Die Liste der Verflechtungen liest sich wie ein Who-is-Who des post-sowjetischen Geldadels. Es wird über Luxusschlitten in Garagen berichtet, über Haushälterinnen statt Bewohnerinnen, über Anteilstransfers innerhalb der Familie, um Sanktionen zu umgehen. Und immer wieder: Berliner Notare, die bereitwillig beurkunden.

Wenn Sanktionen zur Farce werden

Die Bundesregierung ließ 2022 verlauten, dass Immobilien von Sanktionierten nicht veräußert werden dürften. Doch Rotenberg und andere fanden Wege: Anteilsübertragungen innerhalb der Familie, Kapitalerhöhungen, Unternehmensbeteiligungen – alles legal, alles wirksam, alles schwer nachvollziehbar.

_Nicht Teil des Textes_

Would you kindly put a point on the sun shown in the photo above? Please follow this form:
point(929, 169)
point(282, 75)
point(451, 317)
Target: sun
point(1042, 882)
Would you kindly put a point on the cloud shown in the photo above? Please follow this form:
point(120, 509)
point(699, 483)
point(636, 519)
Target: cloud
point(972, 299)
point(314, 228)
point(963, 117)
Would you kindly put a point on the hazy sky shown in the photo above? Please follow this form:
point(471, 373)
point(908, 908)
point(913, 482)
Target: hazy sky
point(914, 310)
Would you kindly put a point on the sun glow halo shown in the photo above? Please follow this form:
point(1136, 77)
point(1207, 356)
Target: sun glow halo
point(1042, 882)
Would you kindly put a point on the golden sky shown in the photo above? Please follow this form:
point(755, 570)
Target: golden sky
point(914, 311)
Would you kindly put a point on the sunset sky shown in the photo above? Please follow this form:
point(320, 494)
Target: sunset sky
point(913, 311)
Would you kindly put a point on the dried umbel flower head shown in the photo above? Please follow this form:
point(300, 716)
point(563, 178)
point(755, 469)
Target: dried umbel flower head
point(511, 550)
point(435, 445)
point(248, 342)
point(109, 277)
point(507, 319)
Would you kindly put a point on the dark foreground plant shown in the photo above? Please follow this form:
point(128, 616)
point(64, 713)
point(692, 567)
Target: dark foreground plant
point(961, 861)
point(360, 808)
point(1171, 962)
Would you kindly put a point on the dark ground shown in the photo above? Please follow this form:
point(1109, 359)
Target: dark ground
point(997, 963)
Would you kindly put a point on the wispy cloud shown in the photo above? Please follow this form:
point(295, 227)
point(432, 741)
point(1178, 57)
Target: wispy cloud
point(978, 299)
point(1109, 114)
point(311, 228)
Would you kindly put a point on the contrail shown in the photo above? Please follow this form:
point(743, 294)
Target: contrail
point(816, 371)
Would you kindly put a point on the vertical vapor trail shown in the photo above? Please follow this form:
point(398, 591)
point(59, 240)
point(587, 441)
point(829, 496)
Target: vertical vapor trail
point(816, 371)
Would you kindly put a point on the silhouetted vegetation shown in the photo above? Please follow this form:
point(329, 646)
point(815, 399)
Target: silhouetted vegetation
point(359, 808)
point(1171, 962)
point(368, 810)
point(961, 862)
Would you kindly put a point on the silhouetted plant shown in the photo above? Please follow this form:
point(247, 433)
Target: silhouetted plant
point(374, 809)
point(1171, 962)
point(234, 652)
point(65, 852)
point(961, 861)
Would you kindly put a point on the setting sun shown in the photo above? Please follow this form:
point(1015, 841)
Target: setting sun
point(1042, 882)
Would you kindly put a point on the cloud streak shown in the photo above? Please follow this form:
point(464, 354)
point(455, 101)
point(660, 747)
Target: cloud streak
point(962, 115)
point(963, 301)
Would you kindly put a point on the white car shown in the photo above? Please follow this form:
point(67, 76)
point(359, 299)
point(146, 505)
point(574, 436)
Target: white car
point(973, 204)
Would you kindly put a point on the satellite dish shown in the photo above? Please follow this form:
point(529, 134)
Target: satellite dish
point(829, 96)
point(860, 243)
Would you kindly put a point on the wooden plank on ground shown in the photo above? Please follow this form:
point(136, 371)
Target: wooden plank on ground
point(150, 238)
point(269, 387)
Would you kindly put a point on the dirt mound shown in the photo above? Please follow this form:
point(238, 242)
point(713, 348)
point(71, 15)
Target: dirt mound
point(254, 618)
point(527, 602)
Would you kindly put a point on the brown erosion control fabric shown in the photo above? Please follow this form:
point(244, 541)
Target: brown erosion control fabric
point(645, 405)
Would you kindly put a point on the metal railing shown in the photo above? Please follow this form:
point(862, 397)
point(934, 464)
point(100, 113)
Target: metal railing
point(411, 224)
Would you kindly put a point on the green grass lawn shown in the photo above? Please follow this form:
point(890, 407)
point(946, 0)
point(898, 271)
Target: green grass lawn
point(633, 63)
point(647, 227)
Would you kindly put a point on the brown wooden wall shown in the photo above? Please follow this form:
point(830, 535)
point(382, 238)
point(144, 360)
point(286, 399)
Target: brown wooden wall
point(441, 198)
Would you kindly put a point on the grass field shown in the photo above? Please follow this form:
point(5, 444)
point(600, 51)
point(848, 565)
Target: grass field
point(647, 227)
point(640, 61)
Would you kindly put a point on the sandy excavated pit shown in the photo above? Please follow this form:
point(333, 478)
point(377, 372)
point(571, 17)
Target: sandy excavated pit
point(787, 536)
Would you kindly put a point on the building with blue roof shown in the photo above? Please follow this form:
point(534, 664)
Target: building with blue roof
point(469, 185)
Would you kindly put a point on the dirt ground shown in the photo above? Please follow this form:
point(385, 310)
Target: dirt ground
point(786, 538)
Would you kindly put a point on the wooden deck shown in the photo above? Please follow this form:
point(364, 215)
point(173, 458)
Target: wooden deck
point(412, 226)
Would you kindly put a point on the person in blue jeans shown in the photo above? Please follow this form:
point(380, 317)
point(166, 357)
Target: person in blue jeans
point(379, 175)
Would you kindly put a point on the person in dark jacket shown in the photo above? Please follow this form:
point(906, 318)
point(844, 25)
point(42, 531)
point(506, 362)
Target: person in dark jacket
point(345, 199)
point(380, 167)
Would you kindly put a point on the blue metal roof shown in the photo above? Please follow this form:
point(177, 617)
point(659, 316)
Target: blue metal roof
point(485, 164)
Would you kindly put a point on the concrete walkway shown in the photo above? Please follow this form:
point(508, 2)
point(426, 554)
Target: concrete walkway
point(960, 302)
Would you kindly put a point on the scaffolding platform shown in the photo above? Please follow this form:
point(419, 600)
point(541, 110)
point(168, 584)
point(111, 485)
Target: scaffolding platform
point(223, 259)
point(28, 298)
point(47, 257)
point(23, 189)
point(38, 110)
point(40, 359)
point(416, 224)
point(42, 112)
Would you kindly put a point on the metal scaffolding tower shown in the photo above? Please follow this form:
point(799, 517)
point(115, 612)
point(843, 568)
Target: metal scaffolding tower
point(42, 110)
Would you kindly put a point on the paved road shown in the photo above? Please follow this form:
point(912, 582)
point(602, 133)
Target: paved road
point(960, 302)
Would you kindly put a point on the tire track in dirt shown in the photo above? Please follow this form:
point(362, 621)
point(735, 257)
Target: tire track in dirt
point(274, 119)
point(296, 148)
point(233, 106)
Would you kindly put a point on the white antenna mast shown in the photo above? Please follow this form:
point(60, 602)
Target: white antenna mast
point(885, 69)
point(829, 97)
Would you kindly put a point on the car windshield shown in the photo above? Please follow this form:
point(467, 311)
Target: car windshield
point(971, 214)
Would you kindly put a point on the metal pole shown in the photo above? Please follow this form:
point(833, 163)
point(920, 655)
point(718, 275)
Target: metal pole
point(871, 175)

Die Strukturen der Berliner Verwaltung sind denkbar ungeeignet, um solche Konstruktionen aufzudecken. Papierakte trifft Offshore-Gesellschaft: ein Duell ohne Sieger. Die Grundbuchämter erfassen zwar Eigentümer, nicht aber deren wirtschaftliche Berechtigte. Die zuständigen Behörden reagieren bestenfalls mit Bußgeldern, die dem Wert der Immobilien nicht ansatzweise entsprechen.

Eine Stadt wird ausverkauft

Die Stadt Berlin hat, getrieben von Privatisierungspolitik und Nachlässigkeit, über Jahre hinweg ideale Bedingungen für zweifelhafte Investments geschaffen. Was einst soziale Wohnstruktur war, ist heute Projektionsfläche für diskrete Reichtumsverlagerung. Neubauten erinnern teils an nationalsozialistische Monumentalbauten – ein architektonisches Zitat mit bitterem Nachgeschmack. Auch ein lettischer Oligarch soll über seine Bank millionenschwere Grundstücksgeschäfte im Luchsweg abgewickelt haben. Die Rendite: 19 Millionen Euro in vier Jahren. Niemand schritt ein.

Ein System versagt

Es ist nicht allein das Waldtierviertel, das hier enttarnt wird, sondern eine tiefere strukturelle Schwäche. Trotz Transparenzregistern, PR-starker Task Forces und Reformversprechen bleiben die zentralen Fragen offen: Wer darf Grund und Boden besitzen? Und wie schützt sich ein demokratischer Rechtsstaat gegen die Infiltration durch undurchsichtige Mittel?

Berlin bietet, so scheint es, nicht nur architektonischen Freiraum – sondern auch Schlupflöcher, die groß genug sind für Bugattis, Offshore-Konten und politische Verantwortungslosigkeit.